Depuis L’Esquive en 2004, rien ne semble pouvoir égratigner la toute-puissance d’Abdellatif Kechiche. Rien : ni les polémiques sur son tempérament exécrable sur les tournages, ni les litiges entre le cinéaste et ses différents partenaires financiers – prévu pour constituer un seul film, Mektoub My Love se verra en effet décliné en deux épisodes de près de trois heures, au grand dam de certains investisseurs. Avant 
de découvrir ce nouveau film, l’interrogation était pourtant sur toutes les lèvres : et si Kechiche avait eu, cette fois-ci, les yeux vraiment plus gros que le ventre ? Il faut dire que Mektoub My Love est une œuvre absolument pantagruélique, sans retenue ni modération. L’auteur de La Graine et le Mulet semble ainsi prendre un malin plaisir à régler tous les potentiomètres de son cinéma au maximum : au mitan des années 1990, on y suit l’été agité de désirs d’une petite ville balnéaire d’Occitanie où se mêlent commerçants au travail, touristes en vacances, jeunesse locale et anciens habitants de passage. Dans un tourbillon ininterrompu de bavardages, de drague, de baignades et de fêtes, Kechiche capte et amplifie jusqu’à l’effervescence les interactions entre ces corps de tous âges, de tous sexes et de tous tempéraments.

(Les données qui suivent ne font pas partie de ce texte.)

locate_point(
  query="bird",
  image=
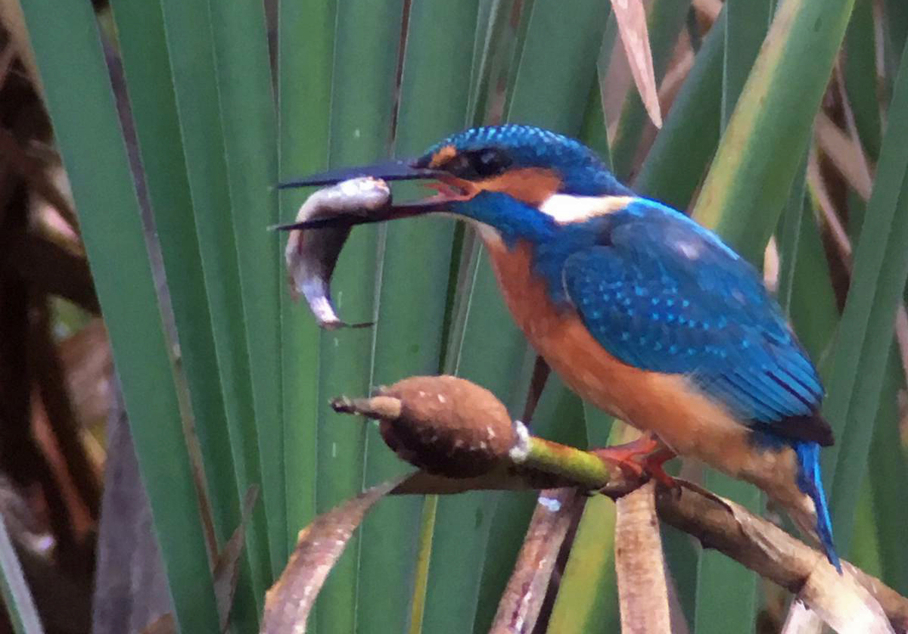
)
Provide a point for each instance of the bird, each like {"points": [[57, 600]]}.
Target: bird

Gorgé d’amour et de cruauté envers ses personnages (aucun autre film à ce jour n’aura donné une telle incarnation à l’expression « dévorer du regard »), Mektoub My Love enchaîne avec une virtuosité prodigieuse les morceaux de bravoure naturalistes (une soirée en discothèque étirée jusqu’à la limite du possible, la naissance d’un agneau en temps réel devant le regard d’un photographe), abandonnant toute idée de récit ou de narration pour plonger le spectateur dans une étourdissante expérience de sidération behavioriste. Allégé de son habituelle pesanteur sociétale (la lutte des classes sans cesse relancée et commentée dans La Graine et le Mulet ou dans La Vie d’Adèle), ce cinéma s’élève dès lors vers une quête d’absolu, d’abstraction, de plénitude, qui permet à ce « chant un » de s’installer d’emblée haut, très haut dans le ciel du cinéma français, quelque part entre La Règle du jeu de Jean Renoir et Mes petites amoureuses de Jean Eustache.